We’re on a mission from God.
After making a poor first impression via an opening crawl banging on about some pseudo-biblical nonsense (your character’s name is Zoah, geddit?…because it’s like Noah but with the “N” turned ar-oh forget it), Laraan sets you off on a dangerous journey to find eight rocks, in order to appease the Almighty himself. That’s right, you’re on a mission from God (Make sure you say that in Dan Aykroyd’s voice, Blues Brothers fans).
Other than the aforementioned preamble of verbiage, the relatively vague story of Laraan is largely told through symbolism and other forms of visual imagery, but the narrative lacks the evocative power of the titles it’s clearly inspired by. The whole thing rushes by so fast (you can complete it within an hour), that’s there’s no real sense of pacing, destroying any hope for a sobering third act or cathartic denouement.
Even so, Laraan can sometimes be a strikingly beautiful game, with a minimalist art style which accentuates the power of the memorable locales and bold design choices. The environmental diversity ensures that this artistry is used to full effect, as you’ll find yourself gazing around at some truly impressionistic scenery.
Sometimes the low-poly effect can work to the game’s detriment, however, with certain areas or objects appearing a tad too simplistic to elicit any reaction other than apathy. All that being said, Laraan’s stark visual aesthetic is undoubtedly the game’s finest asset and allows the experience to stand out amongst many other titles within the genre.
Unfortunately, the camera seems to be bizarrely reluctant to capture the scenery with any modicum of grace or basic competence, as it can bounce around in all sorts of directions as you move your character around the terrain. This seems to be a result of the odd manner in which Zoah walks, runs or jumps since his dimensional field for motion feels somewhat limited. It’s hard to describe, but you’ll understand the problem almost as soon as you attempt to perform something more ambitious than his default pace of a slow walk. This isn’t a huge problem for the most part, but the later stages of the game feature platforming sections, which become much more difficult than they ought to be solely as a result of these logistical issues. For a game that’s seemingly meant to be calming and serene, Laraan too often left me bogged down in frustration with the tedium of trying to co-operate with its finicky controls.
These platforming sections are about as interactive as the gameplay gets, and the focus seems to be on enjoying the sights more than anything else. There are a few particularly “video game-y” sections, including a vehicle-bound obstacle course and a poorly designed boss fight, but these tend to further highlight the jankiness of the controls.
I also can’t stress enough how pointless it would be to pick up this game if you don’t own a controller to use with your PC. The keyboard controls are awful; and I don’t mean mouse and keyboard either, just keyboard.
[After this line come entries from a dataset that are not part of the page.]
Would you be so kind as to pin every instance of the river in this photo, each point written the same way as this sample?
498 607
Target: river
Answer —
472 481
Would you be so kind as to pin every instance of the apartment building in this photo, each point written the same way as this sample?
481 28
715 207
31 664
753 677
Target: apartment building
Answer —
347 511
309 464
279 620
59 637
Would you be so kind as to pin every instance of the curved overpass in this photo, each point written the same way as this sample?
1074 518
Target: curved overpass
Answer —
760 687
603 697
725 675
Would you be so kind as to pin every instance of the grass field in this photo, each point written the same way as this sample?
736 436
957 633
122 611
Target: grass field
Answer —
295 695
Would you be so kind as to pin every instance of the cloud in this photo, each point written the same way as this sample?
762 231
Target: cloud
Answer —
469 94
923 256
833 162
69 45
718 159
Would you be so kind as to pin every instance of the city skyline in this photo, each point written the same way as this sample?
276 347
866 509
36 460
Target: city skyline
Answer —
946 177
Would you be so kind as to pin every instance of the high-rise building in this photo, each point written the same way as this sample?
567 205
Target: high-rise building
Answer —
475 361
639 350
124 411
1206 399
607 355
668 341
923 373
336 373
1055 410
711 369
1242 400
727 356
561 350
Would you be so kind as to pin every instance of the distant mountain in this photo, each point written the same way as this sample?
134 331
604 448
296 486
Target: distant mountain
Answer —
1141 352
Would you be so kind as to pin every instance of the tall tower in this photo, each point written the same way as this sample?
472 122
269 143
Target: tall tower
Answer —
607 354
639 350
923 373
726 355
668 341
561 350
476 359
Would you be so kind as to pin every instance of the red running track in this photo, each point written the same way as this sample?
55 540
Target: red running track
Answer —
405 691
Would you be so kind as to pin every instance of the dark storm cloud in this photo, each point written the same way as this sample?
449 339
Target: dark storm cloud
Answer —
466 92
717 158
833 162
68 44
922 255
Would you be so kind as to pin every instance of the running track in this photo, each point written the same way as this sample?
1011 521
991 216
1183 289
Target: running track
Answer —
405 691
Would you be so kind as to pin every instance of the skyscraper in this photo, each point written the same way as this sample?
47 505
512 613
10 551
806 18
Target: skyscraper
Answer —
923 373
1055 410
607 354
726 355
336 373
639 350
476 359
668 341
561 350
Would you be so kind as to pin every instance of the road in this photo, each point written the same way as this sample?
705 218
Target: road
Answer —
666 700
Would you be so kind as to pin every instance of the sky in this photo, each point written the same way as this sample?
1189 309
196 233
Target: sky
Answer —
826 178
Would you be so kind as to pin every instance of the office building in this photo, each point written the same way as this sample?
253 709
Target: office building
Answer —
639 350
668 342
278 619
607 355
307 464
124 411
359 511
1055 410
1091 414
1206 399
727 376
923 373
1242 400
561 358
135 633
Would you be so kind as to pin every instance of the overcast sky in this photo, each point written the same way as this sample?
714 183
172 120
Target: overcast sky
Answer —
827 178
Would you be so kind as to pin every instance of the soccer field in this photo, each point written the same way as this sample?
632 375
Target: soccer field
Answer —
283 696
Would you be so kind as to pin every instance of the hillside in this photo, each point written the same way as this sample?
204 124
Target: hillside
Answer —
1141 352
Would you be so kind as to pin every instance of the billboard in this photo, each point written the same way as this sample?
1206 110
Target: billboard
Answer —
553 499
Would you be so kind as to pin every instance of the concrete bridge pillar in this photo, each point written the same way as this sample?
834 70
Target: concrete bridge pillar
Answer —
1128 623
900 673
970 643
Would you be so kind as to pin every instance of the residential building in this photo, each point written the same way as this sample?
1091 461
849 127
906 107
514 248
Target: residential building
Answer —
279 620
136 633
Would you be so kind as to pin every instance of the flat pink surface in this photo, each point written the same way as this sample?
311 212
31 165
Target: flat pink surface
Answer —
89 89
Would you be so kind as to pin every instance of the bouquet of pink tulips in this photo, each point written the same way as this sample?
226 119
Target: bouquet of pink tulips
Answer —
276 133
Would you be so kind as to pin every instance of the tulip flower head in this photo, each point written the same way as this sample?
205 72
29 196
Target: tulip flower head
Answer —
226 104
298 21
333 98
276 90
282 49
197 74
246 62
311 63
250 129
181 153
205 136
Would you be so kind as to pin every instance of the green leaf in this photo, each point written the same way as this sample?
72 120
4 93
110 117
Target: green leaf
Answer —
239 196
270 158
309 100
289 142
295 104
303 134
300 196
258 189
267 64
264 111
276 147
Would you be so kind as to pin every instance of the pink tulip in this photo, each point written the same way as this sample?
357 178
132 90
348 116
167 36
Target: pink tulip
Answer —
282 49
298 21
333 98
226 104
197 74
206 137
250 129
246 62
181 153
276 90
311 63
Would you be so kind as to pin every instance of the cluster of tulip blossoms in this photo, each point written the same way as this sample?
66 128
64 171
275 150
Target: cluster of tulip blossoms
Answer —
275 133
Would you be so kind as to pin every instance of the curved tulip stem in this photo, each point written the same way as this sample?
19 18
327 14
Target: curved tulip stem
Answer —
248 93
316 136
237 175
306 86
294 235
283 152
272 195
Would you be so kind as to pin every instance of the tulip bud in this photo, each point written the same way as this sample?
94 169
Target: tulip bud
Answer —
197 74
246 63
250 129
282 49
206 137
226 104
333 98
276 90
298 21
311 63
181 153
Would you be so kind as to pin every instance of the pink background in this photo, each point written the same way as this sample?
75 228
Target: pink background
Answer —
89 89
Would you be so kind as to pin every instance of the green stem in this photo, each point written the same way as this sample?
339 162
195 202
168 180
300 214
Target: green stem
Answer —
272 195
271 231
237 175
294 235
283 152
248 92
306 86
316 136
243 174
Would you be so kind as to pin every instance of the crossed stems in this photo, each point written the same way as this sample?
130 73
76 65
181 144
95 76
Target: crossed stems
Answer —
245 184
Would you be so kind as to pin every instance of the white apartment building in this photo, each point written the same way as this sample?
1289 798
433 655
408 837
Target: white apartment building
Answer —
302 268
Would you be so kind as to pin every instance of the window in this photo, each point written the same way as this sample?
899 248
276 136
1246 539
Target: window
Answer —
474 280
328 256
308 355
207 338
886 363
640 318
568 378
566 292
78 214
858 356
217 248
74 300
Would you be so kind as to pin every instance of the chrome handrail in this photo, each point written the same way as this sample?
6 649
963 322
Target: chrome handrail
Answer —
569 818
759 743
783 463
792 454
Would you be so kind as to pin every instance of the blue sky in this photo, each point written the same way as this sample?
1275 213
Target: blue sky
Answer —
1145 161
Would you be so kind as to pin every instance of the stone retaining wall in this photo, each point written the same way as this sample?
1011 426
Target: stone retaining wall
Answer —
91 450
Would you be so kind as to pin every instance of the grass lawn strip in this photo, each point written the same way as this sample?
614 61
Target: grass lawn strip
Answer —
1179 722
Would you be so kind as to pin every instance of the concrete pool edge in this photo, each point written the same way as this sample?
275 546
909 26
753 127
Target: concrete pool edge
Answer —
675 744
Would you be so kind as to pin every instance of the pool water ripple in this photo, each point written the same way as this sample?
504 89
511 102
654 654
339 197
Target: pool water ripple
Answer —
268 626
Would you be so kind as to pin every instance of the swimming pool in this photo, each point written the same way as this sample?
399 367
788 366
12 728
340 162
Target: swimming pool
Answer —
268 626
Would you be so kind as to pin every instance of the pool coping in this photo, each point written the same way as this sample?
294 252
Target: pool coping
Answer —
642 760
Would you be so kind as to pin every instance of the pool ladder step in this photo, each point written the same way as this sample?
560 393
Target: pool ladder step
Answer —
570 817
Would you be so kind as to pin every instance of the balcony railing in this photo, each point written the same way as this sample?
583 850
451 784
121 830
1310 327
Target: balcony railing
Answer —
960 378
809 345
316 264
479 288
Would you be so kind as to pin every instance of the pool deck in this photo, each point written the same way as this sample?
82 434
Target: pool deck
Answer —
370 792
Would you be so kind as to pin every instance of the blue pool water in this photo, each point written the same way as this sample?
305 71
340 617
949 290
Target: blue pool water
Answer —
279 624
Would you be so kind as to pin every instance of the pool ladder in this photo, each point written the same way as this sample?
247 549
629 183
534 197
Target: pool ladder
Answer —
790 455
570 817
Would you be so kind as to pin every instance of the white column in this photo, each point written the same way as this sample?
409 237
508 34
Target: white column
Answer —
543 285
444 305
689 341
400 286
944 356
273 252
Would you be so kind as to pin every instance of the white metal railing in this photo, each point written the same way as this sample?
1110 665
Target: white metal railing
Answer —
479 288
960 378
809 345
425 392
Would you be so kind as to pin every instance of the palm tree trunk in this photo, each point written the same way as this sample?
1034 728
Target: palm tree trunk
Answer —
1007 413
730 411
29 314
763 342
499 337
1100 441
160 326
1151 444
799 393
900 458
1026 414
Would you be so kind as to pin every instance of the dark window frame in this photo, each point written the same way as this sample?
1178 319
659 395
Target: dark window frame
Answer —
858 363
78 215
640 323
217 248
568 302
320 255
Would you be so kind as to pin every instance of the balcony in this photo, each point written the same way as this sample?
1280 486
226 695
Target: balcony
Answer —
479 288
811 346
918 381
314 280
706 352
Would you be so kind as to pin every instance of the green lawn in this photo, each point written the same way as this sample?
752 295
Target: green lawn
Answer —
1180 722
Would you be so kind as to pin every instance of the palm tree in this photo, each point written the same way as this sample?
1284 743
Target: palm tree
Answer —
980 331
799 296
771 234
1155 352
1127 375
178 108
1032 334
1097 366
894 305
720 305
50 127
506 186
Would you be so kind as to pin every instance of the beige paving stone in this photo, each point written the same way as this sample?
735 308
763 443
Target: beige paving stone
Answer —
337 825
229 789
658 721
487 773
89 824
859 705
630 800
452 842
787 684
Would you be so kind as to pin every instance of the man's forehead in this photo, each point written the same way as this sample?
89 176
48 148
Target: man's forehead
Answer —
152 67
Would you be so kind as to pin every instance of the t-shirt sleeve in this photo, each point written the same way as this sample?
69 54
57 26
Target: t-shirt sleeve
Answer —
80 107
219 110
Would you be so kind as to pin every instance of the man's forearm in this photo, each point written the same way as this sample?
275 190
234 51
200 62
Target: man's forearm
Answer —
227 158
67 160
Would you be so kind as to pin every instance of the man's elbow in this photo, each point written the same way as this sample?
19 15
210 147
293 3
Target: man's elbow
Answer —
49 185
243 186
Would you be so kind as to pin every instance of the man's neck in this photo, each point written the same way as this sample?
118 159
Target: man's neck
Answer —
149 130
For some unknown reason, Laraan only allows you to move the camera using four hotkeys rather than just a mouse, and it feels awful.
The game does warn that a gamepad is the best option for this experience, but it just seems an odd design limitation to exclude a huge proportion of people who might not own a controller of any type, or simply want to stick with their usual mouse and keyboard.
“Laraan’s stark visual aesthetic is undoubtedly the game’s finest asset, and allows the experience to stand out amongst many other titles within the genre.”
All in all, Laraan represents a perfectly fine way to spend an hour or so with an interesting but flawed experience, more so to enjoy the game’s distinctive visual style than engage with its uncooperative gameplay elements. It won’t appeal to all tastes, but if the screenshots for Laraan have already peaked your interest, then it might be worth a shot.